Significant contributionDuring the signing ceremony, the South Sudan minister said the agreement would enable his country expedite the erection of transmission infrastructure to link the power grids of the two countries.
While noting electric power is the backbone of South Sudan’s economy, Peter Marcelo, said the electricity will have a significant contribution to the country’s development projects and economic growth in general.
Ethiopia, which plans to become the regional clean energy exporter, has an agreement to sell electricity to Kenya and Tanzania. It also plans to supply electricity to Rwanda, Somaliland and Burundi. It is eyeing the Grand Ethiopia Renaissance Dam (Gerd) and smaller dams as critical sources of hydro-power to local demand of 110 million people as well as neighbouring countries.

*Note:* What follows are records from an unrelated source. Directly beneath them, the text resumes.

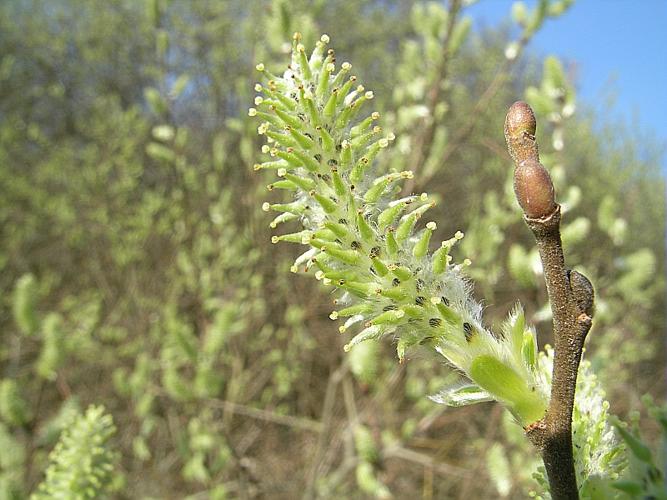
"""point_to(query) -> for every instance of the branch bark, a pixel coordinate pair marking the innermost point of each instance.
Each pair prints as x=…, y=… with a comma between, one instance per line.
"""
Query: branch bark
x=553, y=434
x=570, y=295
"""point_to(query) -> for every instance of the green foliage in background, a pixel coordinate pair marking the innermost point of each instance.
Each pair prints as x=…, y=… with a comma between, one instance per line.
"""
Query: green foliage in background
x=138, y=273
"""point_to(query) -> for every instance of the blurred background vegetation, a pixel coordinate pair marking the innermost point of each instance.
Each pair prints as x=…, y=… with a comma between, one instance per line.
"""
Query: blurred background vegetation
x=137, y=270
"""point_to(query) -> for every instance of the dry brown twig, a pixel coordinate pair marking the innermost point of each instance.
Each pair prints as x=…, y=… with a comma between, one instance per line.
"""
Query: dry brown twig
x=570, y=294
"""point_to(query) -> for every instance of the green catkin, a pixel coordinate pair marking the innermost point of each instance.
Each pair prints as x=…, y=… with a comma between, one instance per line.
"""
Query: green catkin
x=371, y=247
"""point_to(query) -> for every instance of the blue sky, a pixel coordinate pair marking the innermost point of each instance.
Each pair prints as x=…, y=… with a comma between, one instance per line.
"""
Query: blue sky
x=618, y=48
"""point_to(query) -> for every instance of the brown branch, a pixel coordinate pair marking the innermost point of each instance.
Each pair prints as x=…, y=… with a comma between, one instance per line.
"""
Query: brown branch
x=570, y=295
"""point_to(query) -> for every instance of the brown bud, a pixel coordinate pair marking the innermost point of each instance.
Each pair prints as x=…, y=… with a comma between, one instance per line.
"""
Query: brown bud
x=582, y=291
x=533, y=189
x=520, y=125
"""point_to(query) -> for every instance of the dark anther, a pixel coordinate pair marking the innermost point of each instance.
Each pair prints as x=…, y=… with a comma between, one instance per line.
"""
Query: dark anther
x=468, y=331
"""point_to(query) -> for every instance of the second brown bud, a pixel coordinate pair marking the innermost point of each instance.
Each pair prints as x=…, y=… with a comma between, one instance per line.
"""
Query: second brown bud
x=533, y=189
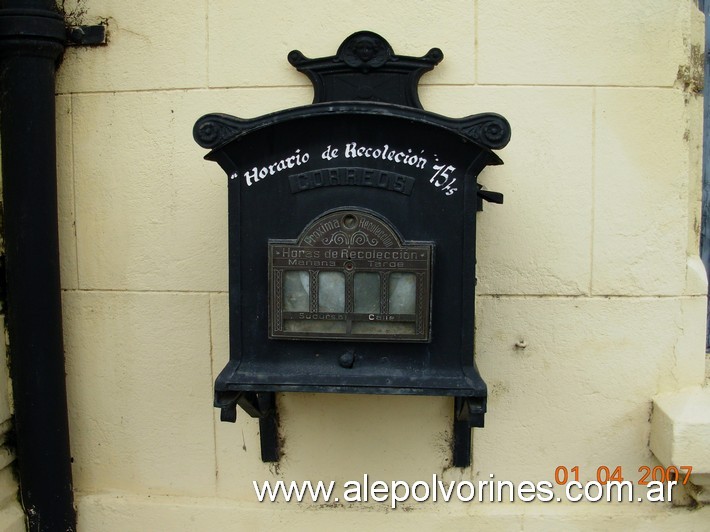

Local power distribution lags behind, with nearly 60 percent of the population without access.
Currently, Ethiopia exports 254 megawatts of electricity to neighbouring Sudan and Djibouti. In the last nine months, it earned $37 million in power exports to the two countries, according to an annual report seen by The EastAfrican.
The controversial Gerd project is Africa’s largest hydroelectric project, with a capacity to generate up to 5,000 MW and started generating electricity for the first time last February.